Associated risks with third-party payment processors
Third-party payment processors (TPPPs) need financial institutions in order to provide their financial services to retail merchants, but financial institutions hesitate to take them on due to the cost of monitoring and the higher risk of potential fraud. TPPPs provide important payment processing services for retail merchants and have the potential to earn significant fee income for financial institutions.
However, the risks associated with banking TPPPs must be offset by thorough initial and ongoing due diligence. A financial institution must implement prudent and comprehensive monitoring practices in order to quickly identify, report and, ultimately, minimize suspicious or fraudulent activity.
A TPPP needs a deposit relationship with a financial institution to process payments for its merchants. The merchant sends a list of payments needed to the TPPP, and the TPPP generates the payments and deposits them into the deposit account at the financial institution. Payments are typically created as credit card payments, ACH debits or remotely created checks, the latter of which are noted as the highest risk channels for fraud.
The risk of fraud increases when both the financial institution and the TPPP do not perform proper due diligence or monitoring of the related merchants. Less than reputable merchants may create unauthorized payments using consumer information obtained through telephone or internet transactions or engage in unfair sales and payment practices including misleading advertising.
The key to understanding the TPPP is not only monitoring the activity going through the financial institution but also understanding the merchants’ industries and activities. The TPPP has an obligation to understand its own merchants including beneficial ownership, type of retail business, and the volume and types of payments to be processed. Contracted merchants that are long-term and well-known clients of the TPPP have a lower risk of potential fraud. In contrast, frequent changes in the merchants list may reflect less reputable or unstable clients. Watch for frequent termination and creation of new “doing business as” titles under the same merchant name that may be red flags for potential shell companies.
Ongoing monitoring should review for these changes in the TPPP’s merchants list to determine whether the merchants are short-lived and frequently turned over or whether there are changes in the merchants’ type of business. Just a few years ago, TPPPs engaged primarily with merchants with a physical location that made it easy to follow the activity; however, times have changed and many merchants now conduct online business. Online access also increases risk when the merchant can expand into international business as well as online gaming operations.
The TPPP itself is obligated to conduct its own due diligence of its merchants. The thoroughness of the TPPP’s due diligence efforts will speak volumes about its concern for keeping activity above board. At a minimum, the TPPP should be able to provide the financial institution with its list of merchants, including any online lenders, and be able to identify those merchants that have the highest volume of activity, the overall nature of the merchants’ industries with special attention to those that are noted as higher-risk businesses, anticipated volume for each merchant as well as any seasonal trends and the types of payments processed by each merchant.
A financial institution should take the next step to monitor ongoing activity and investigate any red flags for potential suspicious activity.
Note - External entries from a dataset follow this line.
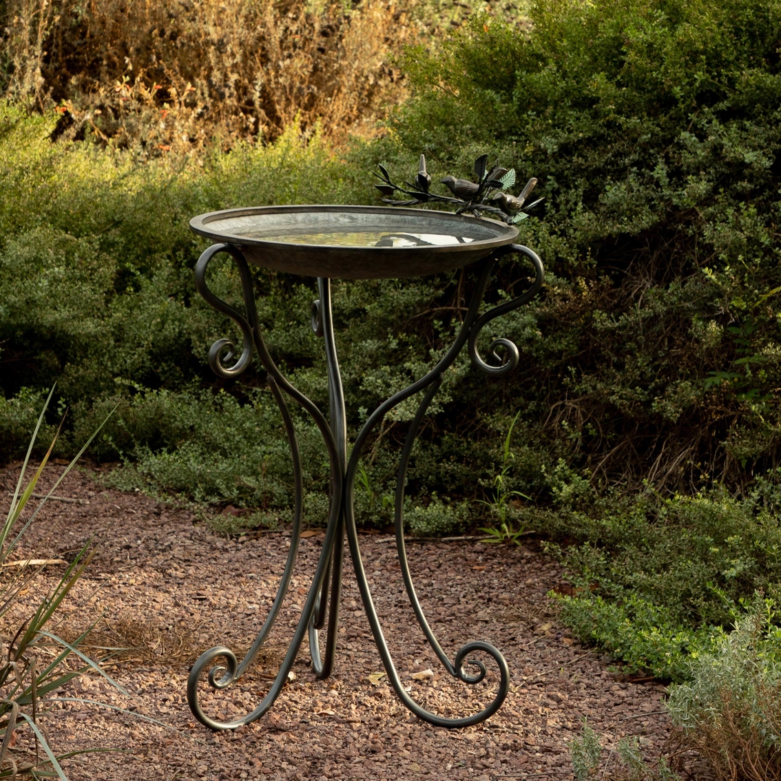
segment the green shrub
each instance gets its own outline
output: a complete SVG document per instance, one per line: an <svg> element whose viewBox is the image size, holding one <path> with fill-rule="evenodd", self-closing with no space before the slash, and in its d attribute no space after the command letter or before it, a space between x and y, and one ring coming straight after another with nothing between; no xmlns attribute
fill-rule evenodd
<svg viewBox="0 0 781 781"><path fill-rule="evenodd" d="M628 672L685 679L747 594L778 594L777 495L771 475L743 500L723 489L670 499L649 491L538 514L532 522L566 543L550 547L578 592L562 599L565 621Z"/></svg>
<svg viewBox="0 0 781 781"><path fill-rule="evenodd" d="M744 485L777 462L777 0L539 0L405 60L394 130L466 173L540 178L549 273L525 375L567 465L601 487ZM508 278L508 281L509 281Z"/></svg>

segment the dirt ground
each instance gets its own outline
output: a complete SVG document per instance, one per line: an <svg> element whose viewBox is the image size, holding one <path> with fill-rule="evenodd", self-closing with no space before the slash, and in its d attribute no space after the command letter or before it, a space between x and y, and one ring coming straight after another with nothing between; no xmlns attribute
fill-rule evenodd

It should determine whether the merchants list received from the TPPP actually matches the merchants found within the actual transaction history of the account. The TPPP, along with its merchants list, should be periodically compared to the Office of Foreign Assets Control’s Specially Designated Nationals (SDN) list. In addition, a financial institution should conduct a review of public records for consumer complaints, negative news, or any potentially unfair practices or legal concerns for both the TPPP and its merchants. The risks associated with the TPPP may warrant an on-site visit as well.
Similar to other higher-risk transaction reviews, the financial institution should determine whether expected dollar and volume of transactions, including charge-backs and returned items in relation to the NACHA return limits, are reasonable and periodically request the merchants’ anticipated activity for the upcoming year. If the institution is only seeing a minimal amount of anticipated activity, there is a good chance that the TPPP holds accounts at other financial institutions. If the institution can’t see the whole picture, the chance for layering transactions and related suspicious activity is significantly higher.
It is imperative for the internal fraud department to review and investigate any fraud alerts. If the financial institution is using an automated surveillance system, it must ensure that the rules and parameters for alerts are reasonable to identify suspicious activity related to ACH, debit, credit card and other related types of transactions of the TPPP.
The financial institution should conclude its periodic review by clearly describing the overall assessment of the TPPP and its related activity with a global perspective of the merchant relationships. A conclusion should be documented for all accounts that are reviewed, with a sense for what is happening, why it is happening and whether the activity is reasonable or potentially suspicious.
TPPPs are important service providers that need financial institutions in order to maintain their business. Implementing the proper due diligence and monitoring practices make these entities less intimidating and quite manageable, and passing along the costs of periodic monitoring can generate fee income that may support the compliance costs to maintain these accounts.
In addition, once a financial institution gains an initial understanding of its TPPPs, it should feel more comfortable conducting enhanced due diligence and periodic monitoring on them.